I became pregnant, too, Ayla thought. Her life and Attaroa's had many similarities.
"Attaroa came to me for healing," S'Armuna was continuing, closing her eyes and shaking her head as if to dispel the memory. "It was horrible, the things he did to her, I cannot tell you. Bruises from beatings were the least of it."
"Why did she put up with it?" Jondalar asked.
"She had no other place to go. She had no kin, no friends. The people of her other Camp had made it clear to her that they didn't want her, and at first she was too proud to go back and let them know that her mating to the new leader was so bad. In a way, I knew how she felt," S'Armuna said. "No one beat me, although Brugar did try it once, but I believed there was no other place for me to go, even though I do have relatives. I was the One Who Served the Mother, and I couldn't admit how bad things had become. It would have seemed that I had failed."

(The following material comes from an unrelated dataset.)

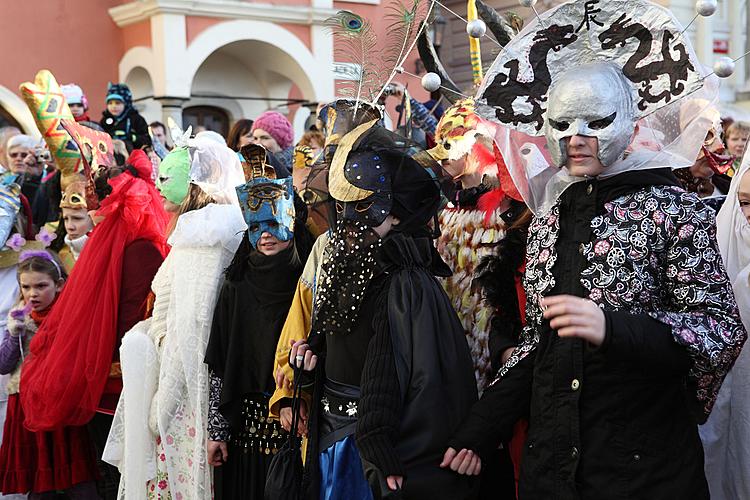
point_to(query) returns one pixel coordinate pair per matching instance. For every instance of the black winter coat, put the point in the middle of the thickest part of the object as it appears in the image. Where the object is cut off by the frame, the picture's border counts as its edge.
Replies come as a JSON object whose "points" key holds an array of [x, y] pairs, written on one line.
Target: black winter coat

Jondalar nodded his understanding. He, too, had once felt that he was a failure. He glanced at Ayla, and he felt his love for her warm him.
"Attaroa hated Brugar," S'Armuna continued, "but, in a strange way, she may have loved him, too. Sometimes she provoked him on purpose, I think. I wondered if it was because when the pain was over, he would take her and, if not love her, or even Pleasure her, at least make her feel wanted. She may have learned to take a perverse kind of Pleasure from his cruelty. Now she wants no one. She Pleasures herself by causing men pain. If you watch her, you can see her excitement."
"I almost pity her," Jondalar said.
"Pity her, if you want, but do not trust her," the shaman said. "She is insane, possessed by some great evil. I wonder if you can understand? Have you ever been filled with such rage that all reason leaves you?"
Jondalar's eyes were huge as he felt compelled to nod his assent. He had felt such rage. He had beaten a man until he was unconscious, and still he had been unable to stop.
"With Attaroa, it is as though she is constantly filled by such a rage. She doesn't always show it—in fact, she is very good at hiding it—but her thoughts and feelings are so full of this evil rage that she is no longer able to think or to feel the way ordinary people do. She is not human any more," the shaman explained.
"Surely she must have some human feeling?" Jondalar said.
"Do you recall the funeral shortly after you came here?" S'Armuna asked.
"Yes, three young people. Two men and I wasn't sure about the third, even though they were all dressed the same. I remember wondering what had caused their deaths. They were so young."